Additionally, Lee has supported the opening of new tiny houses for homeless families in the county.

==== Response to Xenophobia and racism related to the COVID-19 pandemic ====
In response to the rapid rise of Anti-Asian hate crimes in the Bay Area, Supervisor Lee introduced a slew of proposals to research and combat hate crimes against the county’s Asian and Asian-American population. Lee’s proposals were adopted unanimously by the Board and created a community outreach and education campaign against race-based violence against Asians, and began work on federal and legislative advocacy to encourage proposals that focus on racial justice and hate crime prevention.

==== Support for Refugees ====
In 2021, following the U.S. withdrawal from Afghanistan, Supervisor Lee expressed support for Afghan refugees and called for the county to provide resources to help them resettle.

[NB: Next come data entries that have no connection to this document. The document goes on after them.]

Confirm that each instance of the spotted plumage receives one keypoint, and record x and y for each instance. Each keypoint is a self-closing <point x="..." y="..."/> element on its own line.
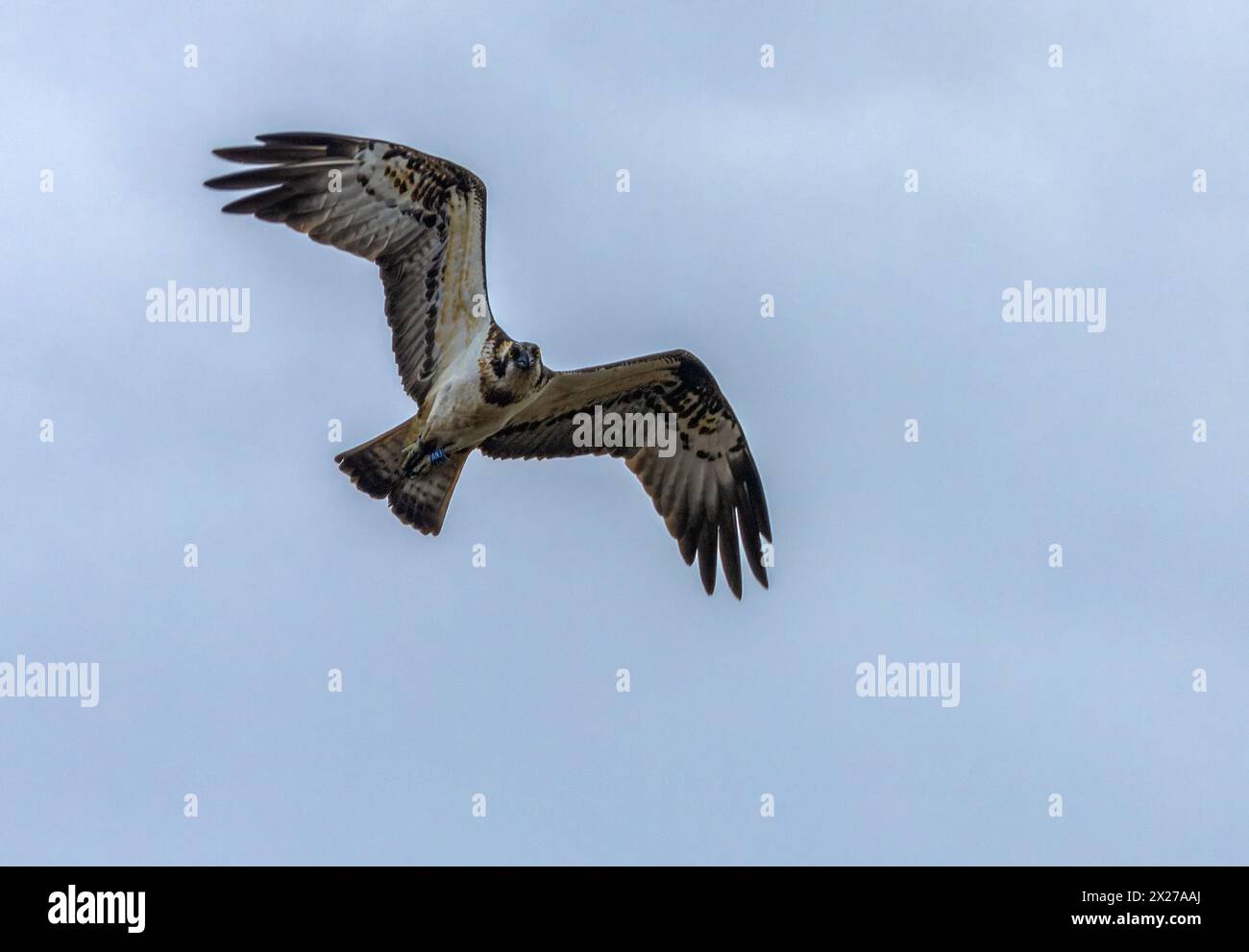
<point x="423" y="220"/>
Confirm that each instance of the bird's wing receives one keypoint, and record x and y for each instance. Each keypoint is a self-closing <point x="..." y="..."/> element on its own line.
<point x="421" y="219"/>
<point x="708" y="490"/>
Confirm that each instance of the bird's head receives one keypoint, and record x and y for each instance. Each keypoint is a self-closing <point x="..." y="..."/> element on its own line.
<point x="515" y="370"/>
<point x="525" y="357"/>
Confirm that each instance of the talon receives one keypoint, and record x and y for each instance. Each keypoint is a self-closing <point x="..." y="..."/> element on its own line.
<point x="411" y="457"/>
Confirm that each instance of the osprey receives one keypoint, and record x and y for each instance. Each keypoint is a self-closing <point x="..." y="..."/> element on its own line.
<point x="423" y="221"/>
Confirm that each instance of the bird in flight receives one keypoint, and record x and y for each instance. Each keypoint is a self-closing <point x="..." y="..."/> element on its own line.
<point x="423" y="221"/>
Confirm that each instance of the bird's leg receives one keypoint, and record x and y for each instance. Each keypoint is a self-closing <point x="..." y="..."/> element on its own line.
<point x="420" y="457"/>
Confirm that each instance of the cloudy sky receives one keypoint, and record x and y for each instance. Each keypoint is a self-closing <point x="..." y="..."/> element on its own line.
<point x="502" y="680"/>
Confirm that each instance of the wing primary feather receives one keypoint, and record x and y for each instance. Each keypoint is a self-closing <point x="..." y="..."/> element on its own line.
<point x="728" y="555"/>
<point x="707" y="555"/>
<point x="750" y="536"/>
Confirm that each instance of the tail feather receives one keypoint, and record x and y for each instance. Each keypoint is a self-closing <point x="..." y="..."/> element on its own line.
<point x="376" y="468"/>
<point x="423" y="502"/>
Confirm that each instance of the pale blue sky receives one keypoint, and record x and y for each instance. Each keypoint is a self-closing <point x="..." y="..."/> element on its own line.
<point x="745" y="182"/>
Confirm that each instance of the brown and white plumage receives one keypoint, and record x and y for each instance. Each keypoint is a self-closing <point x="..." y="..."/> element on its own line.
<point x="423" y="219"/>
<point x="708" y="491"/>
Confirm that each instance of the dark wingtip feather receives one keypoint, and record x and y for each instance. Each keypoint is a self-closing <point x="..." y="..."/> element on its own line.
<point x="707" y="556"/>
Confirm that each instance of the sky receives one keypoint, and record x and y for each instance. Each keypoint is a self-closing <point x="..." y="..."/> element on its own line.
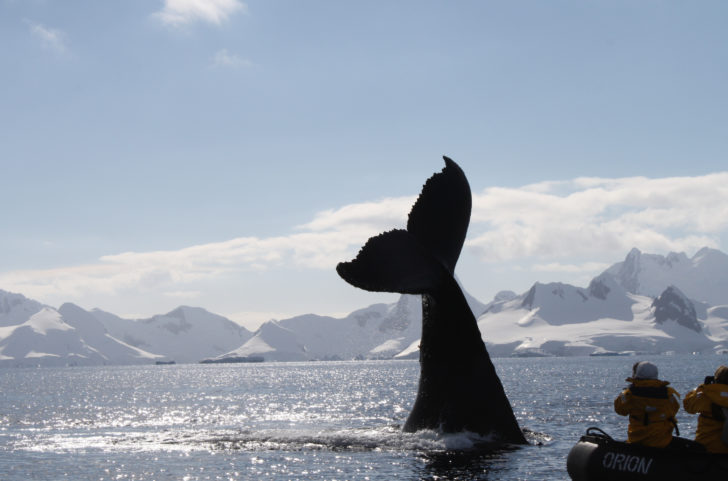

Since the outbreak of the Russian invasion of Ukraine, Supervisor Lee has been a vocal critic of Russia and a prominent supporter of Ukraine. While on a legislative recess-Lee volunteered in Poland providing aid to recently arrived Ukrainian refugees. The  experience deeply affected Lee- who quickly began working with the Congressional Office for International Leadership, leading to Santa Clara County hosting a Ukraine Open World Program Delegation in May 2023. The Delegation was the first international delegation that the County of Santa Clara welcomed since the outbreak of the COVID-19 pandemic. Ukraine Consul General Dmytro Kushneruk attended portions of the delegation program, and Consul Anna Zaichencko attended and spoke at a Ukraine flag raising at the County Government Center honoring the delegation and solidarity with Ukraine.

== Democratic National Committee ==
First elected as a National Delegate to the Democratic National Committee in 2016, Lee was reelected to serve from 2020-2024 by the California Democratic Party. In his role at the DNC Lee serves as Vice Chair of DNC AAPI Caucus, Vice Chair of DNC Veterans and Family Council, and has recently been appointed to the 2023 Credentials Committee.